The survey, compiled by Tamaqua Area High School nurse Cathy Miorelli, includes questions about cancer diagnoses and exposure to hazardous substances such as pesticides, solvents, fuels and radiation.
The surveys will be kept confidential, Miorelli said.
A 1993 study of cancer death rates by the government concluded the Superfund site did not cause a rise in the disease.
Schuylkill County’s cancer death rate for 1999 through 2002 is slightly higher than the state average, said Brian Wright, statistical analyst with the state Department of Health.
Carbon County’s rate was significantly higher for 2000-02, Wright said.
The state rate in 2000-02 was 202.8 per 100,000 people; Schuylkill County’s was 212.1 and Carbon County’s rate was 234.5, according to Wright.
Waksmunski said the DEP tested four wells in the Quakake community – three along Ben Titus Road – but found no contamination of the water.
The agency tested for more than a hundred chemicals, including mercury, aluminum, lead, and arsenic.

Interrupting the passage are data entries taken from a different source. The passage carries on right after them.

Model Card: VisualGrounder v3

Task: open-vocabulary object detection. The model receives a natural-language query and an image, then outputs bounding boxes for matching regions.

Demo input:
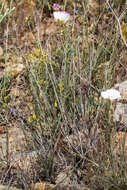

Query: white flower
[53,11,70,23]
[101,89,121,100]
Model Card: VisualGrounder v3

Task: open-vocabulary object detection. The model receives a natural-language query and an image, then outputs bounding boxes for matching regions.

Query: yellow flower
[60,88,64,93]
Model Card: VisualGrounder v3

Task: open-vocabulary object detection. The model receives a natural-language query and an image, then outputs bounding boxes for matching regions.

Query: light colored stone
[0,185,21,190]
[114,80,127,126]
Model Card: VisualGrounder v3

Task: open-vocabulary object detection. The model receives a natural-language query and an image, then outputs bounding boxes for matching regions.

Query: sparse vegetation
[0,0,127,190]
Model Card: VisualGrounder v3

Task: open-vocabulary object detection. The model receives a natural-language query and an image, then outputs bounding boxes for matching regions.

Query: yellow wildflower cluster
[26,49,49,64]
[28,114,37,123]
[58,82,64,93]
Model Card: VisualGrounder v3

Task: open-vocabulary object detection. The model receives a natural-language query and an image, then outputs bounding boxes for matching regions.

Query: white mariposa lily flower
[53,11,70,23]
[101,89,121,100]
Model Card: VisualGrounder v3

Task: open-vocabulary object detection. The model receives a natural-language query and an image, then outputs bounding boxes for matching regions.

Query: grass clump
[0,1,126,190]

”No detections above drinking water maximum contaminant levels were found,” wrote Joseph Iannuzzo, project officer for DEP’s Environmental Cleanup Program.
”Your well-water supply meets the Pennsylvania Safe Drinking Water standards…” he wrote.
However, DEP did not test for the lowest detectable limit, meaning there could be traces of the chemicals in the water, Waksmunski said.
DEP also inspected a cogeneration plant in McAdoo but found only minor violations, such as improper labeling of drums.
Reporter Ann Wlazelek contributed to this story.